Un lettrice vicentina chiede “come mai dai panettieri si trova sempre il pane poco cotto? Ho nostalgia del pane di una volta con la sua bella crosta dorata ma sembra impossibile trovarlo!”. Basta restare mezz’ora in una panetteria o in fila al banco del pane al supermercato per sentir dire: “tre panini non troppo cotti per favore”, “il filone di pane meno cotto che c’è grazie” oppure “una baguette francese ma poco cotta per favore”. Più o meno l’80% delle richieste ascoltate dal fornaio.
Ci sono più ragioni che spiegano queste scelte. Alcune sono tecniche legate alla produzione, altre invece riguardano i gusti dei consumatori. Fermo restando che personalmente sono per il pane cotto bene, perché la cottura migliora la digestione, valorizza la buona qualità delle farine, del lievito e della lavorazione.
1) La masticazione
I dati statistici sulla popolazione ci fanno notare che l’Italia è un paese vecchio, nel senso che la maggior parte della popolazione è ultracinquantenne.

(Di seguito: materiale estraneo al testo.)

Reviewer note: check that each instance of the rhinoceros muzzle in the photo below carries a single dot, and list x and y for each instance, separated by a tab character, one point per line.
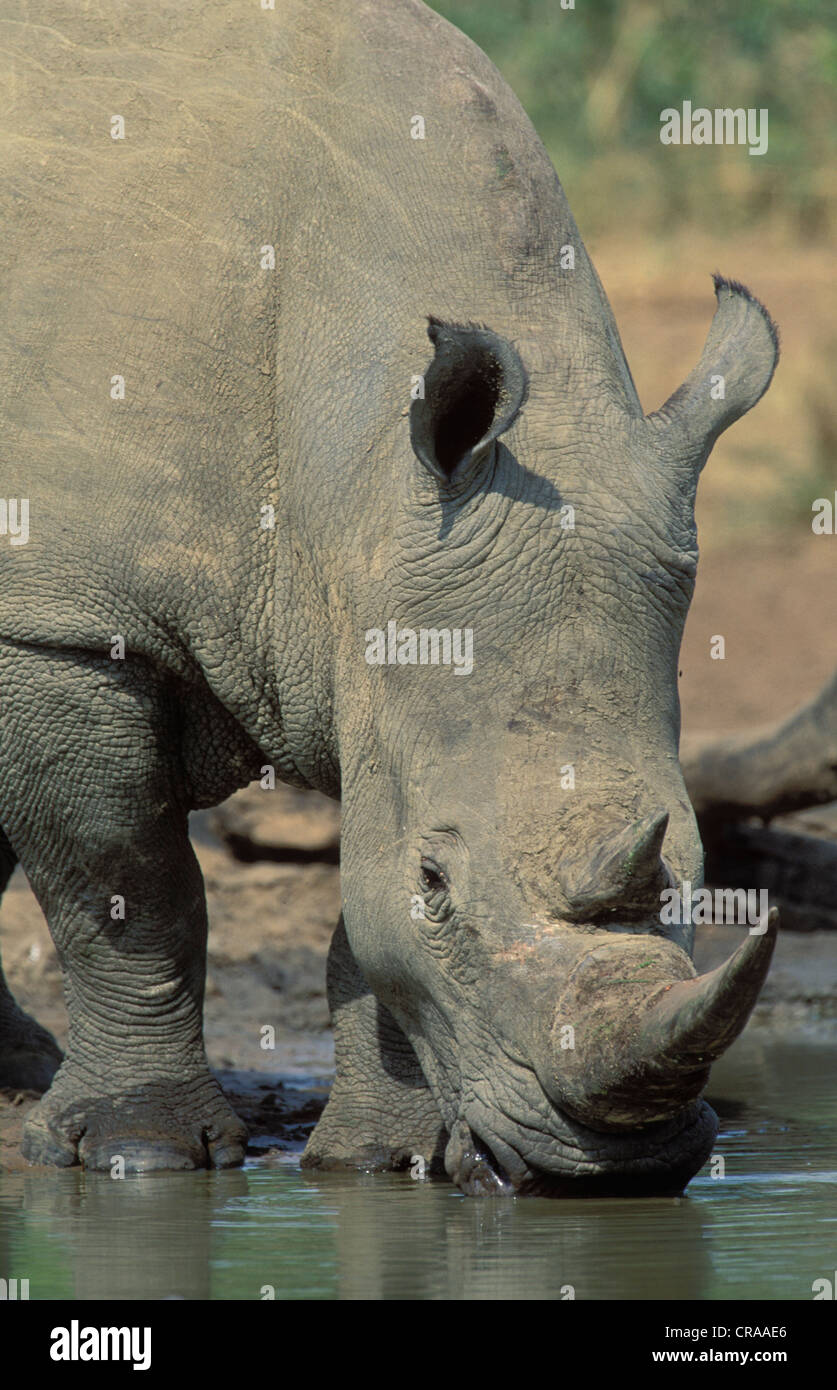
613	1102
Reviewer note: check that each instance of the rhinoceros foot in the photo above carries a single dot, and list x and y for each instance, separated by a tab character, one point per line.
166	1123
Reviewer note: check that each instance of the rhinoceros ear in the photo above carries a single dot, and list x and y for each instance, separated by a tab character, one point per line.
473	389
734	371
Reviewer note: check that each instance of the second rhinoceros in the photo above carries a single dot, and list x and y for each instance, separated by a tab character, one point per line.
228	235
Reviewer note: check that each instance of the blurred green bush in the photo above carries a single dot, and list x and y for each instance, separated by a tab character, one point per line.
594	81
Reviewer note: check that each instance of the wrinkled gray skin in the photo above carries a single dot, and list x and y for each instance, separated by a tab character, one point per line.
248	387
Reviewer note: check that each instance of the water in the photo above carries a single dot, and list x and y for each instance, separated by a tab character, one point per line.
766	1229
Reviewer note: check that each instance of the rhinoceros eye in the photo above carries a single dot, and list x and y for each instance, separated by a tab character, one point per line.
433	879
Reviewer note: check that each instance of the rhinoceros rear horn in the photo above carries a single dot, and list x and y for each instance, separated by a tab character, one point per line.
473	391
734	371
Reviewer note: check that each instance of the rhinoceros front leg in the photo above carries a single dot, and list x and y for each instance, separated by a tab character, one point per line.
784	767
380	1114
28	1054
92	798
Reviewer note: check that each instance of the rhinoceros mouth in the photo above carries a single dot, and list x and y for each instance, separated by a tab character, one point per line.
494	1154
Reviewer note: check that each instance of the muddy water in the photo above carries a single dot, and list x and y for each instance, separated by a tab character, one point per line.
766	1229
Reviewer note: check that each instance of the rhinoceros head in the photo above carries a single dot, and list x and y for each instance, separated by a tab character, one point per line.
513	801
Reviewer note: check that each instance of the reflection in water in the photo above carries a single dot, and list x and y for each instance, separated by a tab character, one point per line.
768	1228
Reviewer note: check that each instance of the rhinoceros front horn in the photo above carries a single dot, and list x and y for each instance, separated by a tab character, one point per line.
644	1043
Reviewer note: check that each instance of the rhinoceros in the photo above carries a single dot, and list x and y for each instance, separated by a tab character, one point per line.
321	455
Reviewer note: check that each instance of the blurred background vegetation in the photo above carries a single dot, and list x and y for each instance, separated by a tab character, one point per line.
658	218
594	81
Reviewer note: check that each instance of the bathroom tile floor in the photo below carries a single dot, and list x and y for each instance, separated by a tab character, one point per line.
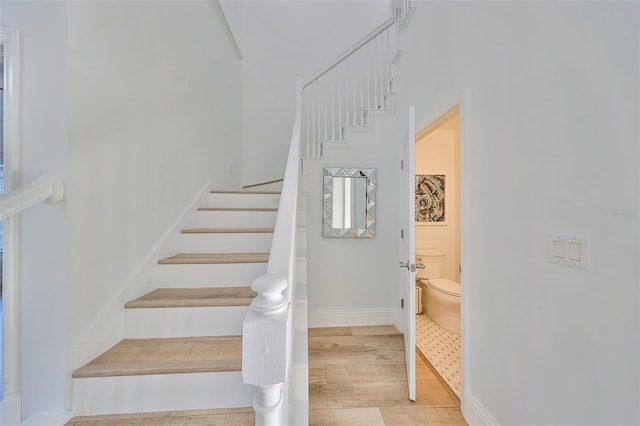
441	348
357	376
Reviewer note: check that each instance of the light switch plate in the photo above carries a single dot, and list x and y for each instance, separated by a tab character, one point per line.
575	250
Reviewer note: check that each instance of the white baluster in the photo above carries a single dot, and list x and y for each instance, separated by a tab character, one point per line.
265	327
333	110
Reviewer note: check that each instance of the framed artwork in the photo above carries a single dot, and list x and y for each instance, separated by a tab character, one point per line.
430	200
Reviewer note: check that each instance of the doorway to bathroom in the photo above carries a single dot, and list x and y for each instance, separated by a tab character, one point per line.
438	241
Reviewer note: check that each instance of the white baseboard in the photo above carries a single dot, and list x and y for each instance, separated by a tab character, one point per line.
351	317
474	412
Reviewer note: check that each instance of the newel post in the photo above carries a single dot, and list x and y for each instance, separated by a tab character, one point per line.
265	349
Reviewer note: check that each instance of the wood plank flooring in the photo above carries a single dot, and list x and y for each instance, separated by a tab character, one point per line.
221	417
357	376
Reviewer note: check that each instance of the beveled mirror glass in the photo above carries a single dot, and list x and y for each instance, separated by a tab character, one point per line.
349	203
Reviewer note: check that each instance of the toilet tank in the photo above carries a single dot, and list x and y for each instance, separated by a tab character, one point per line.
432	259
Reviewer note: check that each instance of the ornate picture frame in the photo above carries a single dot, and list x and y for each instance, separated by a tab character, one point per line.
430	199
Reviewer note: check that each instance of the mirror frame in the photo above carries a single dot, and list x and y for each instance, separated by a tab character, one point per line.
327	230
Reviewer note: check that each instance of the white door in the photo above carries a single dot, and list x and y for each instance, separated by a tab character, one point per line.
408	249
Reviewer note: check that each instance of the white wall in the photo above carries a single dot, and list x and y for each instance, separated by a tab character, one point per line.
43	134
550	145
436	154
137	105
282	39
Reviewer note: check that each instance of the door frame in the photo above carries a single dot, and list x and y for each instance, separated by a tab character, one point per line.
445	110
10	407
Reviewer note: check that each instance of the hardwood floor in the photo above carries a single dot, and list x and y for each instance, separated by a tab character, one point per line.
357	376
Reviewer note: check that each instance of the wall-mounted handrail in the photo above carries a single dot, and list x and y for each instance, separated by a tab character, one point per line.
47	188
267	336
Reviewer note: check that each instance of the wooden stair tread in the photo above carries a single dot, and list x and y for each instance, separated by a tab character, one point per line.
133	357
228	231
216	417
237	209
194	297
246	192
214	258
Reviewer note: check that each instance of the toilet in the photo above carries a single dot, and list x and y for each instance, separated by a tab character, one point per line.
441	297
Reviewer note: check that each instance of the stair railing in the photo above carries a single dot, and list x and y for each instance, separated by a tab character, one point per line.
344	91
267	335
356	82
47	188
50	189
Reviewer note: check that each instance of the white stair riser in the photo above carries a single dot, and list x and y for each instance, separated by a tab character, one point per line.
161	392
222	275
225	243
244	200
184	322
235	219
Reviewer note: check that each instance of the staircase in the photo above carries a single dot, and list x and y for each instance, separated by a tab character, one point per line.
181	358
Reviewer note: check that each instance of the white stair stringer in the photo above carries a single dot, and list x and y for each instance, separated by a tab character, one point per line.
184	321
160	392
246	199
188	384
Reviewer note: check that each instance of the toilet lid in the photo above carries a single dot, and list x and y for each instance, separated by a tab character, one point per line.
445	286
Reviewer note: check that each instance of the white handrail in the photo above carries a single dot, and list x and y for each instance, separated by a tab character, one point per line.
267	333
344	55
47	188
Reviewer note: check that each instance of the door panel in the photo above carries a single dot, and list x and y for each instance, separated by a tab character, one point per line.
408	250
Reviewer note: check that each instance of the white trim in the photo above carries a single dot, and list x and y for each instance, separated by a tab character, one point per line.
10	409
171	392
351	317
227	28
108	326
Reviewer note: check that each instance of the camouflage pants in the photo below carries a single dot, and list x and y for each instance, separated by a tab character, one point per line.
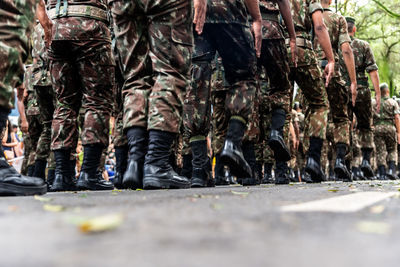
363	111
16	19
386	144
154	40
274	61
338	103
82	75
45	100
309	78
235	46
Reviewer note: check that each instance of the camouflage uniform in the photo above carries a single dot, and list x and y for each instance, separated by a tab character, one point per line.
308	74
43	90
337	92
385	131
226	30
364	62
82	69
32	115
16	21
156	76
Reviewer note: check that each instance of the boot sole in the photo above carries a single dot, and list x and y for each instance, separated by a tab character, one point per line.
342	174
280	152
18	190
153	183
235	168
91	187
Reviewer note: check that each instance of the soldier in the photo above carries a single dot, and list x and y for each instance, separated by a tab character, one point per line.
387	134
337	92
275	63
364	62
226	31
82	68
154	40
16	20
45	100
308	75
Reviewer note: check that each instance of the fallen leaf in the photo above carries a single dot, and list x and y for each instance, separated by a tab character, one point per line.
53	208
378	209
240	193
101	223
42	199
371	227
216	206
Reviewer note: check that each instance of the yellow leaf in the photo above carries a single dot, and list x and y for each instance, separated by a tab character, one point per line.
43	199
101	223
53	208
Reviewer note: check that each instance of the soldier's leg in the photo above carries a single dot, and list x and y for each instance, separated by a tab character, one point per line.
197	109
171	49
235	45
363	112
275	61
309	79
338	102
45	98
391	147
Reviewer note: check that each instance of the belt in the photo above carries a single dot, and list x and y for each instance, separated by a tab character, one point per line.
301	42
79	11
270	16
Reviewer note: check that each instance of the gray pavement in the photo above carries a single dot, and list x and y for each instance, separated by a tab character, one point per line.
223	226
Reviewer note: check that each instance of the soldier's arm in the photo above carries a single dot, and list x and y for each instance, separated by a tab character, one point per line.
44	20
348	58
253	6
323	38
284	7
200	10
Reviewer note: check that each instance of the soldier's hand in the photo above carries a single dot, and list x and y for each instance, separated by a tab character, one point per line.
257	36
293	50
329	69
24	126
200	10
353	88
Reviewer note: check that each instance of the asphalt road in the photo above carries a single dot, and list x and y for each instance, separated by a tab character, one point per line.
223	226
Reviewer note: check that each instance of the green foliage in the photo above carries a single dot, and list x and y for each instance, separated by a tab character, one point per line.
378	24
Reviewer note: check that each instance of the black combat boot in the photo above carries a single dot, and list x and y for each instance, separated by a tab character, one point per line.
158	173
267	179
341	171
138	142
313	166
121	158
187	167
250	157
381	172
365	165
64	179
40	169
219	172
232	155
275	140
201	173
90	178
281	173
51	175
391	174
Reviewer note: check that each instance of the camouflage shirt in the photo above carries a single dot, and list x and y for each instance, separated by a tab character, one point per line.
41	75
363	58
80	28
337	28
271	28
227	11
389	108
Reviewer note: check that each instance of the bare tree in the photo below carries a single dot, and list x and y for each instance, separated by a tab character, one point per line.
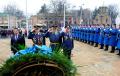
86	16
113	12
44	9
14	11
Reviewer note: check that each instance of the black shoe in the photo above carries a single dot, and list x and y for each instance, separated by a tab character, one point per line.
112	51
106	50
101	48
118	54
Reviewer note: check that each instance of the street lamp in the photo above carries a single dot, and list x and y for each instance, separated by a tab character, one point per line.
27	27
64	14
81	13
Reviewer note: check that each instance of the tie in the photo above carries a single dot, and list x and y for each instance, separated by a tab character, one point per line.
16	36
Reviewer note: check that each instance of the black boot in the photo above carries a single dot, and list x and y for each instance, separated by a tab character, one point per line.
101	46
106	47
96	44
119	52
112	50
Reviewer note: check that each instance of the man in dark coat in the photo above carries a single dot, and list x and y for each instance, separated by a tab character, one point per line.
68	43
17	41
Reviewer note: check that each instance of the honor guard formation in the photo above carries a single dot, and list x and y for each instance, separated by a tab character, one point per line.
105	36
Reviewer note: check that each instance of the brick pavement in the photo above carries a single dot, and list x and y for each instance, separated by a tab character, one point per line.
90	61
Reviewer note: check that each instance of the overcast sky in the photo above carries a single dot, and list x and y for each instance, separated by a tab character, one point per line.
34	5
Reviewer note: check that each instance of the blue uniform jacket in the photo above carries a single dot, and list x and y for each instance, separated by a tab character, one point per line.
67	41
101	36
118	39
96	35
106	36
91	34
113	36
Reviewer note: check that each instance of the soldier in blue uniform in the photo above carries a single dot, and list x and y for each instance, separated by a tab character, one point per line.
118	40
113	35
106	36
88	37
92	36
101	36
96	35
68	43
55	38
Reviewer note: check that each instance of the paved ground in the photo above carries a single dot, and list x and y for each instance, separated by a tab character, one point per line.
90	61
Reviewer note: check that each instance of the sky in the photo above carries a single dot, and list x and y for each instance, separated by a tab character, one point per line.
33	6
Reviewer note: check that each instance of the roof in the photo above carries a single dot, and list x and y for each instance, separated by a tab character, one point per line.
3	14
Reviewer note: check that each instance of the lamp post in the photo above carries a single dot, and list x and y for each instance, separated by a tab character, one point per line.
27	27
64	14
81	13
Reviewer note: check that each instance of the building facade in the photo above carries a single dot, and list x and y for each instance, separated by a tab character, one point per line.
48	19
7	21
102	17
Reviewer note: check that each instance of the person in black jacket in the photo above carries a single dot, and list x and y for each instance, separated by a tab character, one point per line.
17	41
68	43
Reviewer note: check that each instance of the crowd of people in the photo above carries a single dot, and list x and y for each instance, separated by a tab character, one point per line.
7	33
104	35
59	39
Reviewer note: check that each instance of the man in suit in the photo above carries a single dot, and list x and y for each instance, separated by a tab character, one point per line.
68	43
17	41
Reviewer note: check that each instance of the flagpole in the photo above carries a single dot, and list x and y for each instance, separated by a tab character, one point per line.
64	14
27	20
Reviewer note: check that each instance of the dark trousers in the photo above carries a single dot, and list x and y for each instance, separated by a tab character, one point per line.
96	44
101	46
106	47
67	53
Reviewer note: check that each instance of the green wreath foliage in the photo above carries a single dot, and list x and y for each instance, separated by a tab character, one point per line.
9	67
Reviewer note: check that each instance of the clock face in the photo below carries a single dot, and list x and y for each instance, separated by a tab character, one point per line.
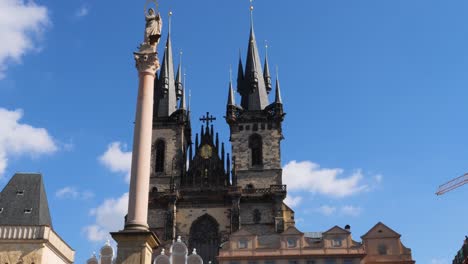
206	151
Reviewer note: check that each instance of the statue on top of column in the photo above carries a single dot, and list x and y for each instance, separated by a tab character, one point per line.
152	29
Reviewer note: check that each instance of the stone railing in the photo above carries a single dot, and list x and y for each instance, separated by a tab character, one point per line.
261	191
44	233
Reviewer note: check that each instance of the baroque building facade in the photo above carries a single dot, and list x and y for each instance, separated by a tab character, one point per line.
26	232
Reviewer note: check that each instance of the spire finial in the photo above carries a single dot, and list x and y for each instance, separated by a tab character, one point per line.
170	22
251	13
278	99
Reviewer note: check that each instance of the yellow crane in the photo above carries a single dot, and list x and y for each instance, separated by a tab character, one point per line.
453	184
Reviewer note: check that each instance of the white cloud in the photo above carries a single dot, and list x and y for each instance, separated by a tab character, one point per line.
293	201
326	210
72	193
350	210
82	11
18	139
309	176
109	217
439	261
21	24
116	159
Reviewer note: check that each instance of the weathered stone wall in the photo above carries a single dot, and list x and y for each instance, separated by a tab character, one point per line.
174	137
186	216
270	172
248	216
21	251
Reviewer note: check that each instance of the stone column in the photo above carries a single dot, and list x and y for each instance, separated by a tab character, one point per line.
136	242
147	64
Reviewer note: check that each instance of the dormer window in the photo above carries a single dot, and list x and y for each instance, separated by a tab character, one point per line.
292	242
382	249
336	242
242	244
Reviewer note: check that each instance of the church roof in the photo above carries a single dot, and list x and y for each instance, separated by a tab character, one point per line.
381	230
23	201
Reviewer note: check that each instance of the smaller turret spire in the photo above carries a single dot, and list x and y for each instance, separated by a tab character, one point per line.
231	98
178	81
266	70
278	99
182	101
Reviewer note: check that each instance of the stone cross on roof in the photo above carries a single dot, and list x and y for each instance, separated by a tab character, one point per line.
207	119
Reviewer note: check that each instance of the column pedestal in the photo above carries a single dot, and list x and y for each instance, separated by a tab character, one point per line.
135	246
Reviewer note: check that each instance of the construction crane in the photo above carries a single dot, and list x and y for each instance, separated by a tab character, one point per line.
453	184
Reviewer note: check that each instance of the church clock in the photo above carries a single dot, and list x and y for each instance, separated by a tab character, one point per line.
206	151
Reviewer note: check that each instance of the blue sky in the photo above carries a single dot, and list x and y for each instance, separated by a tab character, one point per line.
375	94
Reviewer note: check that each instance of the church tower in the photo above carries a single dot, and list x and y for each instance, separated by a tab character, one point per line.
198	191
171	125
255	135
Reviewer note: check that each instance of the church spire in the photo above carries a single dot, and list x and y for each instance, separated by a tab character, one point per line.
165	94
231	99
178	81
266	71
254	93
278	99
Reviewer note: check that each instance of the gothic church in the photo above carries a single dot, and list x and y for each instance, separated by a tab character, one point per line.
199	192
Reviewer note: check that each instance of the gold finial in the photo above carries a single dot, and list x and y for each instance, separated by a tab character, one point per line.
170	21
251	12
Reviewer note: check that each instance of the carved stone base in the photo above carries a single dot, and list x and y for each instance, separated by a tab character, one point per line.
135	247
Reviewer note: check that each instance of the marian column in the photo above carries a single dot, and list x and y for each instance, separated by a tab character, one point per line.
136	241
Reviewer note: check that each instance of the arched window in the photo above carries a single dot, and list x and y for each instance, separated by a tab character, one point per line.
255	145
160	155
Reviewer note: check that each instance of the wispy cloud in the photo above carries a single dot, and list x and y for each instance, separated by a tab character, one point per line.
346	210
439	261
109	217
18	139
21	24
82	11
69	192
117	159
293	201
350	210
326	210
309	176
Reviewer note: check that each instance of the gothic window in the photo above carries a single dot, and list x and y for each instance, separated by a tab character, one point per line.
243	244
292	242
204	236
255	145
160	155
382	249
257	216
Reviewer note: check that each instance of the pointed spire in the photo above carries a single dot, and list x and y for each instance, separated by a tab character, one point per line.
266	70
254	93
231	99
182	105
165	90
178	80
278	99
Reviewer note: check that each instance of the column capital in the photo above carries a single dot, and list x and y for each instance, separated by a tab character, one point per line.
146	63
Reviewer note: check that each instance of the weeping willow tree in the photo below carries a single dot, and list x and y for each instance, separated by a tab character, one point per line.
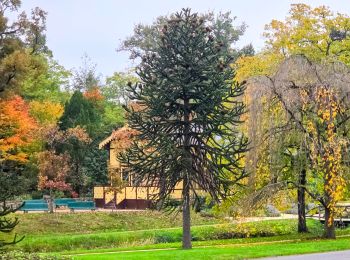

Si tratta anche del target che più ha l’abitudine di consumare pane durante il pasto, ma allo stesso tempo ha problemi legati alla masticazione. Per questo preferisce un prodotto più morbido, che crea meno difficoltà in bocca (basterebbe cambiare varietà, ma questo è un altro discorso).
I nuovi gusti
La cultura del pane è legata alla cultura di generazioni datate. Per i più giovani, il pane è quella cosa morbida che sta sopra e sotto l’hamburger. Il riferimento è ai panini morbidi (burger bun) che non hanno bisogno di essere masticati molto. L’esatto contrario della cultura del pane. Ci sono anche tanti giovani che si avvicinano ai prodotti tradizionali, ma sono un numero ancora limitato. Ci sono poi sempre meno panettieri con un forno che preparano ogni giorno il pane. In molti negozi si vende un prodotto riscaldato partendo da un semilavorato surgelato, oppure proveniente da laboratori industriali che lo recapitano in negozio. Il tempo di cottura incide anche sui costi e un risparmio di energia a fine giornata e a fine mese vuole dire un minore costo e un maggiore ricavo.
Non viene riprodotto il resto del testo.